Supporters of the Gracchi brothers and their thwarted attempts at reform join forces to create a group that calls itself the populares, “in defense of the people.” The more conservative senators, in turn, form the party of the optimates, meaning “the best,” since they consider themselves to be superior and favored by the gods. Rome is officially divided into two opposing political factions when a third group emerges. The socii, inhabitants of Rome’s allied cities in broader Italy, demand Roman citizenship and the right to vote so that they might take part in decisions that affect them directly.

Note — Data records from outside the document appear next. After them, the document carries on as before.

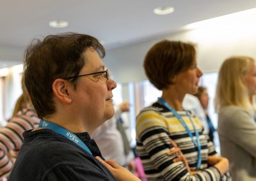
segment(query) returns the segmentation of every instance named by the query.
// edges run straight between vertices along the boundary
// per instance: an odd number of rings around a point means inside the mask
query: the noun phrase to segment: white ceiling
[[[174,12],[154,14],[154,8],[163,6],[174,7]],[[35,37],[78,32],[97,37],[111,49],[255,7],[255,0],[0,0],[0,68],[20,63]],[[69,25],[49,27],[54,20]]]

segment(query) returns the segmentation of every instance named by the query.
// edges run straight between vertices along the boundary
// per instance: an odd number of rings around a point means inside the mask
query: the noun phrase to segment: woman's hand
[[[139,181],[141,180],[125,168],[119,165],[114,161],[104,161],[100,157],[96,157],[96,159],[102,163],[118,181],[131,180]]]
[[[172,140],[170,139],[170,141],[171,142],[172,146],[173,148],[170,149],[170,152],[168,153],[168,156],[172,156],[174,154],[178,154],[178,157],[175,158],[173,159],[174,162],[178,162],[178,161],[182,161],[186,166],[186,168],[188,170],[188,171],[189,173],[191,173],[191,171],[190,170],[189,166],[188,163],[187,159],[185,158],[182,152],[181,152],[180,149],[178,147],[178,146],[176,145],[176,143]]]
[[[229,169],[228,160],[225,157],[209,156],[208,156],[207,163],[216,167],[221,173],[221,176],[224,175]]]

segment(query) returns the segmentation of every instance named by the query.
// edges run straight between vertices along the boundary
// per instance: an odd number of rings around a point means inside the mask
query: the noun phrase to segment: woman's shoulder
[[[238,106],[235,106],[235,105],[228,105],[228,106],[223,107],[220,110],[219,114],[234,115],[234,114],[239,114],[239,113],[250,114],[249,112],[247,110],[246,110],[244,108],[241,108]]]

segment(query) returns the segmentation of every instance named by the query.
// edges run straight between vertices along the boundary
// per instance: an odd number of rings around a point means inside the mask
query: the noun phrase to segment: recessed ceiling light
[[[164,15],[174,11],[174,8],[170,6],[159,7],[154,9],[154,13],[159,15]]]
[[[68,22],[66,21],[51,21],[49,23],[49,26],[55,27],[55,28],[61,28],[67,27],[68,25]]]

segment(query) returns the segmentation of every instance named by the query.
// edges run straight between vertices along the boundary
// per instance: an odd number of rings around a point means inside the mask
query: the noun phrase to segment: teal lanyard
[[[85,150],[87,152],[92,156],[91,151],[86,146],[86,145],[85,145],[84,143],[83,142],[82,140],[81,140],[80,138],[78,138],[75,134],[65,129],[64,127],[60,126],[58,124],[56,124],[52,122],[42,119],[41,119],[40,120],[38,127],[44,129],[51,129],[55,133],[61,134],[62,136],[68,138],[69,140],[78,145],[80,147],[83,148],[84,150]]]
[[[200,166],[202,163],[202,156],[201,156],[201,144],[199,138],[199,133],[197,131],[197,129],[192,120],[192,119],[189,114],[188,114],[188,112],[186,112],[188,117],[189,118],[190,122],[191,122],[193,127],[194,127],[195,133],[196,136],[196,141],[194,140],[193,134],[190,131],[189,129],[188,129],[188,126],[186,124],[185,122],[184,121],[183,119],[181,116],[176,112],[176,110],[172,107],[163,98],[158,98],[158,101],[160,102],[163,105],[164,105],[166,108],[168,108],[170,111],[171,111],[173,115],[178,119],[180,122],[182,124],[183,127],[185,128],[186,131],[187,131],[188,135],[191,138],[193,143],[194,143],[195,146],[197,148],[198,152],[198,162],[196,163],[196,169],[200,168]]]

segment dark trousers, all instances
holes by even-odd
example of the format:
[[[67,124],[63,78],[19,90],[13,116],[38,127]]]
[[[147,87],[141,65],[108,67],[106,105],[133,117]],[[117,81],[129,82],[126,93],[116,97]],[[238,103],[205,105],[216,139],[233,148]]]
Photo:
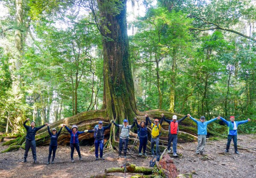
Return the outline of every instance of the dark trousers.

The Assembly of the Roman People, time and again, elects new plebeian tribunes who, over and over, try to pass reforms like those initiated by the Gracchi years prior. All of them are systematically killed by the optimate senators. Finally, a young Roman appears, patrician by birth but sympathetic to the demands of the populares and the socii. He understands that a fourth group has entered the fray: the inhabitants of the new Roman provinces that have been annexed from Hispania to Greece and Macedonia, from the Alps to Africa.

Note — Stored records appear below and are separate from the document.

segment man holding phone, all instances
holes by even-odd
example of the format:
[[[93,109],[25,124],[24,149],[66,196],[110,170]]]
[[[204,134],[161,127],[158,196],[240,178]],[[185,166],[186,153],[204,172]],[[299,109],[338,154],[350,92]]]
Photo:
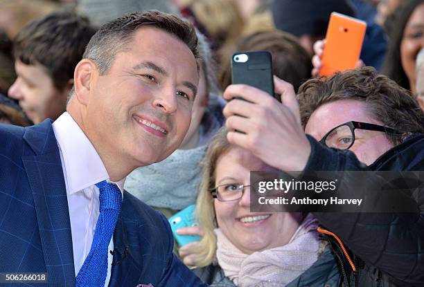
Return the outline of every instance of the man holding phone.
[[[407,91],[372,68],[349,70],[326,80],[310,80],[301,86],[301,118],[306,132],[312,136],[303,131],[292,86],[276,77],[274,86],[275,92],[281,95],[281,103],[246,85],[231,85],[224,93],[227,100],[241,96],[247,100],[235,99],[224,109],[230,131],[229,141],[249,149],[268,165],[286,172],[422,170],[424,167],[423,112]],[[391,105],[392,102],[398,104]],[[376,111],[380,110],[387,110],[389,118],[380,118]],[[350,151],[328,149],[335,147],[326,147],[325,141],[323,146],[317,141],[349,121],[387,127],[396,122],[396,127],[404,134],[392,138],[380,131],[354,130]],[[414,286],[424,283],[421,271],[424,257],[419,255],[423,250],[417,248],[424,246],[422,214],[360,216],[355,213],[317,212],[314,215],[365,262],[358,275],[359,286],[375,284],[366,281],[370,278],[375,278],[375,282]],[[393,222],[396,223],[391,224]],[[376,224],[378,230],[375,228]],[[413,257],[414,264],[404,261],[400,268],[399,259],[403,257]]]

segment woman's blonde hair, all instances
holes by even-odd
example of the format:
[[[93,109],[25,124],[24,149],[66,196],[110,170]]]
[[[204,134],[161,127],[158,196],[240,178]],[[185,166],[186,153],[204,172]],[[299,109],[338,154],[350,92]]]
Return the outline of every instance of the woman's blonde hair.
[[[240,37],[243,19],[233,0],[195,0],[191,9],[218,47]]]
[[[231,148],[227,139],[227,129],[221,128],[209,144],[202,167],[202,181],[196,201],[195,214],[199,224],[203,228],[204,235],[198,244],[191,248],[191,252],[200,255],[203,260],[197,262],[197,267],[210,265],[215,258],[216,236],[213,230],[218,228],[213,207],[213,198],[211,189],[215,187],[216,165],[219,158]]]

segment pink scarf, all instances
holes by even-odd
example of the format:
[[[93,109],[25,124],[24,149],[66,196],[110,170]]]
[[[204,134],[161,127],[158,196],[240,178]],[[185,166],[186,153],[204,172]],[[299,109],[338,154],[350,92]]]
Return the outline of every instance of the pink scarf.
[[[317,220],[309,214],[288,243],[251,254],[242,252],[219,228],[215,229],[218,263],[238,286],[284,286],[317,261]]]

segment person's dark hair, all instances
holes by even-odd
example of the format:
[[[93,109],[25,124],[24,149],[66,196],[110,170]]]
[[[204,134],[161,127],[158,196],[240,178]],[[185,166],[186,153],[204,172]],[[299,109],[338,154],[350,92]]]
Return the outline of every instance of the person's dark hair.
[[[272,55],[272,73],[292,84],[297,91],[311,76],[311,59],[297,39],[290,34],[274,30],[258,32],[241,39],[234,52],[267,50]],[[222,90],[231,84],[230,61],[226,61],[219,75]]]
[[[134,33],[143,26],[164,30],[182,40],[194,55],[199,68],[200,58],[194,26],[175,15],[159,11],[133,12],[106,23],[90,40],[83,58],[94,61],[100,75],[107,73],[116,55],[130,49]]]
[[[21,127],[30,124],[21,108],[12,100],[0,93],[0,123],[5,122]]]
[[[13,55],[27,65],[40,64],[58,90],[63,90],[96,30],[87,18],[56,11],[26,25],[14,41]]]
[[[0,28],[0,93],[7,93],[8,90],[16,79],[12,41],[6,31]]]
[[[372,67],[339,72],[328,78],[311,79],[301,86],[298,100],[303,127],[312,113],[339,100],[364,102],[369,115],[384,126],[407,135],[424,133],[424,113],[409,91]],[[403,136],[387,134],[398,145]]]
[[[408,0],[391,16],[389,31],[389,44],[382,73],[395,80],[405,89],[410,89],[409,81],[407,77],[400,59],[400,43],[403,38],[405,28],[415,8],[424,3],[424,0]]]

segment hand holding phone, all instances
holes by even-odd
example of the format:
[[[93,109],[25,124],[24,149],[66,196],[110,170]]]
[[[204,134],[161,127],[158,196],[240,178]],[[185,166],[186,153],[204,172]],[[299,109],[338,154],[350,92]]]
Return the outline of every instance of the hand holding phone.
[[[198,236],[180,235],[177,233],[177,229],[195,226],[198,224],[194,219],[195,207],[195,205],[190,205],[174,214],[168,220],[174,238],[180,246],[200,240],[200,237]]]
[[[332,12],[319,75],[328,76],[337,71],[355,68],[366,29],[366,24],[363,21]]]

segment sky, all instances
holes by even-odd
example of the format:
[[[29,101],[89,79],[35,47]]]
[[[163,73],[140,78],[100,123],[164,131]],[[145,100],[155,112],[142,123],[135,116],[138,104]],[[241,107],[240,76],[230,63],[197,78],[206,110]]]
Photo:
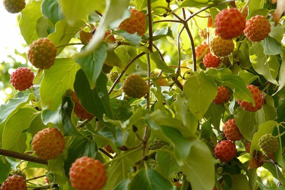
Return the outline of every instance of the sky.
[[[17,26],[17,16],[19,14],[8,12],[2,2],[0,2],[0,64],[6,60],[7,56],[12,54],[15,49],[20,52],[26,50],[22,46],[26,42],[20,34],[19,27]],[[6,92],[0,90],[0,104],[4,104],[7,94],[10,94],[12,91],[10,88],[6,88]]]

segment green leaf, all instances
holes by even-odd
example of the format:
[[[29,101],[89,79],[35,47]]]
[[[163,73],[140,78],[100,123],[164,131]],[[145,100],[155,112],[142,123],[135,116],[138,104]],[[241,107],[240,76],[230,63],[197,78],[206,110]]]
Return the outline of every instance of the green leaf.
[[[112,98],[110,98],[110,102],[116,120],[124,121],[132,114],[132,108],[128,102]]]
[[[93,51],[93,54],[75,60],[87,76],[91,89],[95,88],[97,78],[101,73],[104,61],[107,56],[107,46],[106,43],[103,42]]]
[[[124,16],[124,10],[128,8],[129,0],[106,0],[106,8],[104,12],[104,14],[100,20],[95,34],[91,42],[86,46],[84,50],[77,55],[78,57],[86,56],[100,46],[109,24],[116,20],[120,20]]]
[[[274,128],[276,126],[277,124],[278,124],[278,123],[275,121],[268,120],[259,126],[258,130],[254,135],[252,140],[252,141],[250,158],[252,158],[254,150],[258,150],[260,149],[260,146],[258,145],[258,140],[262,136],[266,134],[272,134]]]
[[[256,72],[264,76],[267,80],[278,85],[276,80],[280,66],[277,58],[270,56],[268,60],[260,44],[260,42],[257,42],[250,48],[250,58],[252,66]]]
[[[183,89],[187,98],[187,104],[196,118],[200,120],[214,99],[218,86],[210,76],[203,72],[198,75],[190,76]]]
[[[128,152],[122,152],[120,156],[126,153],[128,156],[122,156],[121,159],[114,162],[106,171],[107,180],[102,190],[112,190],[120,182],[128,178],[130,170],[142,158],[142,150],[134,150]]]
[[[242,70],[238,72],[238,76],[244,80],[246,84],[250,84],[253,82],[258,77],[256,75],[248,72],[246,70]]]
[[[42,4],[42,14],[56,25],[58,21],[64,18],[62,9],[56,0],[44,0]]]
[[[3,163],[2,159],[0,159],[0,184],[3,183],[9,176],[10,166],[9,162],[5,159],[5,164]]]
[[[36,33],[36,22],[42,16],[40,10],[42,0],[33,0],[21,12],[19,27],[21,34],[29,44],[38,38]]]
[[[222,2],[219,0],[186,0],[182,2],[179,6],[180,8],[182,7],[196,7],[197,8],[202,8],[204,6],[210,6],[216,2]]]
[[[45,70],[40,90],[43,110],[56,110],[66,91],[72,88],[78,69],[74,59],[62,58],[56,58],[54,64]]]
[[[46,175],[53,174],[54,178],[54,182],[58,184],[64,184],[68,180],[66,176],[68,176],[64,174],[66,172],[64,168],[64,156],[63,154],[60,155],[55,159],[48,160],[48,172],[46,173]]]
[[[222,85],[230,87],[234,92],[234,98],[244,102],[254,104],[250,92],[246,88],[244,81],[239,76],[234,75],[227,68],[209,70],[206,74],[212,75]]]
[[[212,124],[218,132],[220,130],[220,124],[222,115],[224,112],[224,104],[216,105],[212,102],[210,104],[204,117],[207,120],[210,118]]]
[[[282,63],[279,70],[279,88],[272,96],[275,95],[285,86],[285,54],[282,54],[281,58],[282,58]]]
[[[179,96],[176,96],[176,100],[174,102],[174,108],[177,118],[183,122],[185,127],[194,134],[197,130],[198,120],[190,112],[188,105]]]
[[[169,181],[150,168],[141,170],[136,175],[130,185],[131,190],[174,190]]]
[[[86,75],[80,70],[76,74],[74,82],[74,90],[80,104],[88,112],[101,120],[103,120],[104,114],[111,119],[114,118],[106,88],[108,80],[106,75],[101,72],[96,87],[92,90]]]
[[[172,34],[172,30],[170,26],[164,27],[160,29],[156,30],[152,34],[152,40],[155,41],[161,38],[162,38],[166,36],[169,36],[174,38]],[[150,37],[148,36],[148,38],[145,38],[145,36],[142,36],[142,39],[149,40]]]
[[[74,0],[70,3],[68,0],[59,0],[64,14],[68,24],[73,25],[79,20],[85,18],[94,10],[102,10],[104,1],[90,0]]]
[[[246,176],[244,174],[236,174],[230,176],[232,178],[232,188],[230,190],[247,190],[248,182]]]
[[[215,182],[214,159],[208,148],[197,142],[180,166],[193,190],[212,190]]]
[[[170,148],[166,146],[164,146],[162,148],[171,151]],[[178,173],[180,170],[173,155],[168,152],[164,151],[158,151],[156,156],[156,159],[163,176],[166,178],[170,179],[174,174]]]
[[[66,19],[60,20],[56,24],[54,32],[50,34],[48,38],[56,46],[65,45],[80,30],[84,24],[82,20],[78,20],[72,26],[70,26]],[[64,48],[64,46],[56,48],[56,54],[60,54]]]
[[[240,133],[246,140],[252,142],[254,134],[258,130],[256,113],[245,111],[242,107],[238,107],[236,110],[234,115]]]
[[[23,130],[29,128],[32,121],[38,115],[36,111],[31,108],[20,109],[7,120],[2,138],[2,148],[10,150],[20,140]],[[23,139],[22,138],[22,140]],[[26,140],[21,141],[26,146]],[[25,148],[26,150],[26,148]]]
[[[62,100],[62,118],[64,136],[80,136],[75,126],[72,112],[74,104],[70,96],[65,96]]]
[[[261,45],[264,48],[264,54],[268,56],[276,55],[284,50],[280,43],[270,36],[262,41]]]
[[[70,140],[67,157],[64,161],[66,176],[68,176],[71,165],[76,159],[83,156],[94,158],[98,152],[92,134],[84,131],[82,134],[82,136],[76,136]]]
[[[162,60],[160,58],[158,51],[156,51],[151,53],[150,58],[156,63],[156,68],[159,70],[162,70],[166,74],[170,74],[174,72],[173,69],[168,66],[166,64],[165,62],[162,62]]]
[[[24,105],[28,101],[34,98],[32,94],[24,94],[20,98],[16,98],[9,100],[7,104],[0,105],[0,124],[3,122],[6,118],[12,113]]]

This young man believes that it is time for things to change once and for all, but he is only twenty-three years old, with few supporters. In fact, hardly anyone in Rome has even taken notice of him. That is, until a trial in the year 77 B.C. when this man, despite his youth, agrees to prosecute a powerful senator.

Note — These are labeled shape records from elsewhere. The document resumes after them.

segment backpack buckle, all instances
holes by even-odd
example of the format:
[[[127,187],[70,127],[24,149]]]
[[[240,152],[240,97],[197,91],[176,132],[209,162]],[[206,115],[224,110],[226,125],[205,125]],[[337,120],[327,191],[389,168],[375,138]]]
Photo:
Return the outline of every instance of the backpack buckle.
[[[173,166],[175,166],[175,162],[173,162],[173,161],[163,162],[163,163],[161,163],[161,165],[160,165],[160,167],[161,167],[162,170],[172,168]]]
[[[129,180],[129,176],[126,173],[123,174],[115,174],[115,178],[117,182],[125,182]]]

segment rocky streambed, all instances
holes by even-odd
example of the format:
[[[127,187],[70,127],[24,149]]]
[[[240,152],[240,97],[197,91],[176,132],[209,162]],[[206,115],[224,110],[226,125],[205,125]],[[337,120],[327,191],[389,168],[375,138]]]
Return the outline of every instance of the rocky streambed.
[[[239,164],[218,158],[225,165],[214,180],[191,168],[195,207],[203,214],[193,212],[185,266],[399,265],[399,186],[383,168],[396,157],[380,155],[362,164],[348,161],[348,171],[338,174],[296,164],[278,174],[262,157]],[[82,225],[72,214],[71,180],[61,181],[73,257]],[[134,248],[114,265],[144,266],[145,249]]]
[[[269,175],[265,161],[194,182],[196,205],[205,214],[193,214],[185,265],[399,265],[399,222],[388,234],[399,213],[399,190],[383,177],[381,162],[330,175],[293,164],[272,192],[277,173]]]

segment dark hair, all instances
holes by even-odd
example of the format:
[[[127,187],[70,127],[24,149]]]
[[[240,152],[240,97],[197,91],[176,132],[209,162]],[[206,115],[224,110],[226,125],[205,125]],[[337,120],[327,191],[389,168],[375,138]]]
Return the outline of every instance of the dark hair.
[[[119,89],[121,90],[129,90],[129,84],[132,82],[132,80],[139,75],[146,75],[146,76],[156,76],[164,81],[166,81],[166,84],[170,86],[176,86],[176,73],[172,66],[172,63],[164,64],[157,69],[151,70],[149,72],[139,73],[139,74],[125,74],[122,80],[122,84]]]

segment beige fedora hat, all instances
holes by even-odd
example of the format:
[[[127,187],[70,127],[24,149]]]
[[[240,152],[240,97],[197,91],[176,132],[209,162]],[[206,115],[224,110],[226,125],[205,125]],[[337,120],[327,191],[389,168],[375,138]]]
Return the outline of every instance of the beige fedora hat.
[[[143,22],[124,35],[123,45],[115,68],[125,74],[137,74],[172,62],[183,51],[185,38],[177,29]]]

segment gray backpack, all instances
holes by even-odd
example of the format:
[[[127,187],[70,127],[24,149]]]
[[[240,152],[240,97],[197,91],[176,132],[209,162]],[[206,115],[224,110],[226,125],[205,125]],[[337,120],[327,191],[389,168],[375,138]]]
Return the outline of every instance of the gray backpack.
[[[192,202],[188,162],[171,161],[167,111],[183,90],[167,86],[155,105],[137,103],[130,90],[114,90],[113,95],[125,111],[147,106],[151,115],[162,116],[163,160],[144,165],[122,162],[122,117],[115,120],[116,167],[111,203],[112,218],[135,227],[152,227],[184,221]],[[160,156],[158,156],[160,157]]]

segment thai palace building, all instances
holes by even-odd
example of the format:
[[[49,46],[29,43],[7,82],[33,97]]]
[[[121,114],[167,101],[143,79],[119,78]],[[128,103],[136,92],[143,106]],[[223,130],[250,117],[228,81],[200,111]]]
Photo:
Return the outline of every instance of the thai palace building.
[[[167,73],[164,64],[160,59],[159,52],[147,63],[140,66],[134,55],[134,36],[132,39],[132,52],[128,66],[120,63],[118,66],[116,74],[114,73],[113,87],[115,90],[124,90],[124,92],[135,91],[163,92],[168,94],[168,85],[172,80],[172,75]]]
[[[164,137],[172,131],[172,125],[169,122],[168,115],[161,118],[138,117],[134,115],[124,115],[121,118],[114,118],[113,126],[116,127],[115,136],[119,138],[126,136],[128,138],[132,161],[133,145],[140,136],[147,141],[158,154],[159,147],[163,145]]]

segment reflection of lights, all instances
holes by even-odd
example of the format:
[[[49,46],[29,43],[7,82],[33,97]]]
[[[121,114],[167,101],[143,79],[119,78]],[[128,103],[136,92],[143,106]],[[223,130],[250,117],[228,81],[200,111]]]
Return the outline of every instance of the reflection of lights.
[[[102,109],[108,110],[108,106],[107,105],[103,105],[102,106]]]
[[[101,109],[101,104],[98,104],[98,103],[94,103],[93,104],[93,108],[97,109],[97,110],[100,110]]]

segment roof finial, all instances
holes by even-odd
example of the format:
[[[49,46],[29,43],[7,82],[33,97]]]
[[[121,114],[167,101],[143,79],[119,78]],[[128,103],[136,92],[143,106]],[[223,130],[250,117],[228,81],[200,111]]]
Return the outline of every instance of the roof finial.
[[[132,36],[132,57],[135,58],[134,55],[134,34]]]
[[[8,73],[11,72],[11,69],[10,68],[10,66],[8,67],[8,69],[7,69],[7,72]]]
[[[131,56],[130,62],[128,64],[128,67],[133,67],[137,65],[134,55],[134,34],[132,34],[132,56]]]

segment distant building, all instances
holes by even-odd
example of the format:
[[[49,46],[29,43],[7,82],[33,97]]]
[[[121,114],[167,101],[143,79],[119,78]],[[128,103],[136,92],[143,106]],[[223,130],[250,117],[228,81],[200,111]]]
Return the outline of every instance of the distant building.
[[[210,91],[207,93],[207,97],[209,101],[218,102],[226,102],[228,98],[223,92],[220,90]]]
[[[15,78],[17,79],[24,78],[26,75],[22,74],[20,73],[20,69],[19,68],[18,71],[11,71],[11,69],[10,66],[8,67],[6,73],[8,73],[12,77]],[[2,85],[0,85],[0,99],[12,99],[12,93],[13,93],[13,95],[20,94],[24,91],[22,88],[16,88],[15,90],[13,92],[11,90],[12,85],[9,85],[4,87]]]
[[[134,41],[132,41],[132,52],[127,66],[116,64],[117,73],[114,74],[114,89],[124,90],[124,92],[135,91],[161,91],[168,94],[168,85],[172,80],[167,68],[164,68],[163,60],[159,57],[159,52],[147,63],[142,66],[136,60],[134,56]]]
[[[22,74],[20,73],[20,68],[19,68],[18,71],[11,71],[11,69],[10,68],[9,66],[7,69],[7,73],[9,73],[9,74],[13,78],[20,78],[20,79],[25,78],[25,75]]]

The defendant, accused of corruption during his term as governor of Macedonia, is none other than optimate senator Gnaeus Cornelius Dolabella, who amassed unthinkable wealth and power as a close ally to the tyrannical Lucius Cornelius Sulla, former dictator of Rome.
Sulla, during his dictatorship, decreed that senators could only be tried by a jury of their peers: other senators. This means that the tribunal set to hear Dolabella’s case is composed entirely of optimates and is expected to fully exonerate Dolabella, who has also hired the two best defense attorneys in Rome: Hortensius and Aurelius Cotta. Seeing the case as a lost cause, no Roman lawyer will agree to prosecute Dolabella. Only a madman or a fool would bring charges against such a powerful senator under such disadvantageous circumstances.
Until one man finally steps forward. Dolabella laughs when they tell him who has agreed to serve as prosecutor in the trial against him. He continues his endless series of parties and banquets, secure in the notion that his case has already been won.
The name of the inexperienced young lawyer who agrees to prosecute him is Gaius Julius Caesar.